Common Utility Challenges
Although differences clearly exist, utilities do share some common challenges:
- Limited Utility 2.0 Expertise — The various components that make up the distributed energy resource (DER) landscape are numerous, interconnected, and growing in sophistication. This necessitates a technical knowledge of various DER resources that don’t fall within the traditional utility practice. DER devices are also dynamically changing, requiring utility personnel to stay abreast of relevant industry patterns and important market movements. Additionally, skills related to branding and marketing are needed to cater to a customer base that is daily becoming more energy conscious.
- Limited Utility 2.0 Staff — Electric utilities typically have limited or no dedicated staff to proactively address the complex challenges of a Utility 2.0 transition. Additionally, utility staff managing various components of DER typically do not have the necessary authority to develop holistic solutions at a corporate enterprise level. The result is various piecemeal approaches within each department’s purview that are bundled together.

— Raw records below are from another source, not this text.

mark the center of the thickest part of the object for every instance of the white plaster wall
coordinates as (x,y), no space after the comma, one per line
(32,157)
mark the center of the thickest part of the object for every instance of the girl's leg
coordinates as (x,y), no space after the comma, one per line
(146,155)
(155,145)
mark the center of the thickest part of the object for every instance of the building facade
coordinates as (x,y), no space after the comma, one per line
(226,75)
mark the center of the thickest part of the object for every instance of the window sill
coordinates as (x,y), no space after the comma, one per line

- “Utility 1.0” Culture — Utilities typically operate within a conservative, risk-averse environment that moves at a slow and deliberate pace. Electric utilities are now subject to growing competition from third-party business entities that thrive in customer engagement and speed to market environments. Additionally, a Utility 1.0 culture may include executive leadership that places a low priority in seeking progressive, forward-leaning solutions that “go against the grain.”
Considering the understandable challenges electric utilities are facing along with the inherit complexity associated with a dynamic DER future, a utility’s strategic direction can quickly stagnate. Most people, whether in their professional or personal lives, do not proactively seek monumental paradigm shifts — especially ones that are difficult to resolve and will likely be met with resistance by their peers. Utility employees, of all levels, are no different.
DER Focus Areas
There are various facets of the DER landscape that can be explored to identify common themes. These include historical and forecasted generation levels, political and legislative drivers, regulatory activity, and the ongoing evolution of the utility customer. When all of these and other relevant factors are considered, some common industry trends begin to emerge that help shape key DER focus areas.

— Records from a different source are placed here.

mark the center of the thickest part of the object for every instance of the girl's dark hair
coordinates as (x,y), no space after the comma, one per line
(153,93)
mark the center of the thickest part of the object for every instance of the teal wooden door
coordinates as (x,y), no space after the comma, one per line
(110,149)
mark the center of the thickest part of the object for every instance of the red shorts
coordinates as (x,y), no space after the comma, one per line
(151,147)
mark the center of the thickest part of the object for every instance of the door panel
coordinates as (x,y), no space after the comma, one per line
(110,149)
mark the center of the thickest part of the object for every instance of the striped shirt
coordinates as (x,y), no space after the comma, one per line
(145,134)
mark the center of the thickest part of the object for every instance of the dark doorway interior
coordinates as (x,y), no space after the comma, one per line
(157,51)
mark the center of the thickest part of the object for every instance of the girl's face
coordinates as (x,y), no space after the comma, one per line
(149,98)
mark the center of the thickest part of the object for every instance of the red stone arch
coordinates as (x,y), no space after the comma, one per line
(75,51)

The focus areas defined represent the proverbial three legs of a stool, as they work most effectively when applied in conjunction with one another. The essence of these three components can be captured by the term “savvy.” In other words, how well does a utility fair across all three focus areas as perceived by utility customers, stakeholders, the general public, and even its internal workforce. Savviness involves a combination of intelligence and acumen, discernment and understanding, and the ability to respond in and agile and swift manner. A utilities’ competence and ability to execute in all three of these areas will ultimately define their success and role within the Utility 2.0 marketplace of the future.

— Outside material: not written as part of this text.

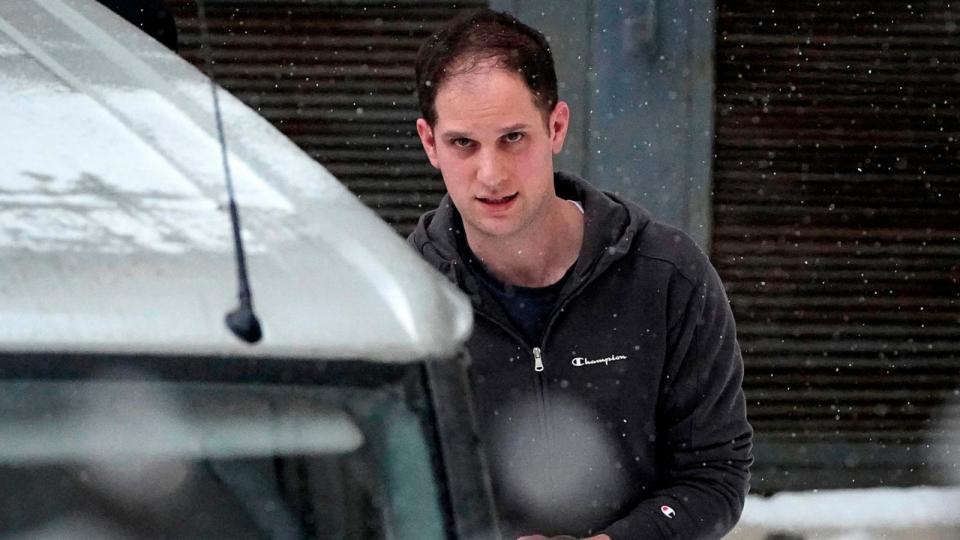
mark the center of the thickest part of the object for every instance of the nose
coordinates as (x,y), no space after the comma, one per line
(491,170)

“Stepping Stones” Approach
The DER focus areas identified can be individually analyzed to develop strategic pathways with multiple steps (i.e., stepping stones). The number and types of stepping stones along each pathway can be customized to meet various targets and objectives. The multiple pathways developed within each DER focus area are assembled together to form an array of stepping stones. Within this array, each utility can shape their own custom DER pathway. This approach empowers utilities to define a pathway of their own choosing, while also maintaining flexibility to traverse to another relevant pathway if landscape signposts dramatically change over time.
The combination of direction and flexibility provided by the stepping stones framework, leads to “no regrets” strategies that enable utilities to proactively move forward while mitigating risk. One of the primary risks for utilities is waiting too long to respond and define a DER pathway. As opposing pathways are formed by third-party competitors, market retention and growth becomes more difficult and costly for utilities that decide to wait.
Although it may be difficult for a utility to imagine, individual utilities could be displaced by third-party competitors or survive as a wires infrastructure company with limited clout and upside revenue potential. Instead, by taking regular steps forward along a defined pathway, a utility greatly increases its probability of becoming a successful Utility 2.0-enabled service provider that moves beyond energy as a commodity to provide energy-as-a-service.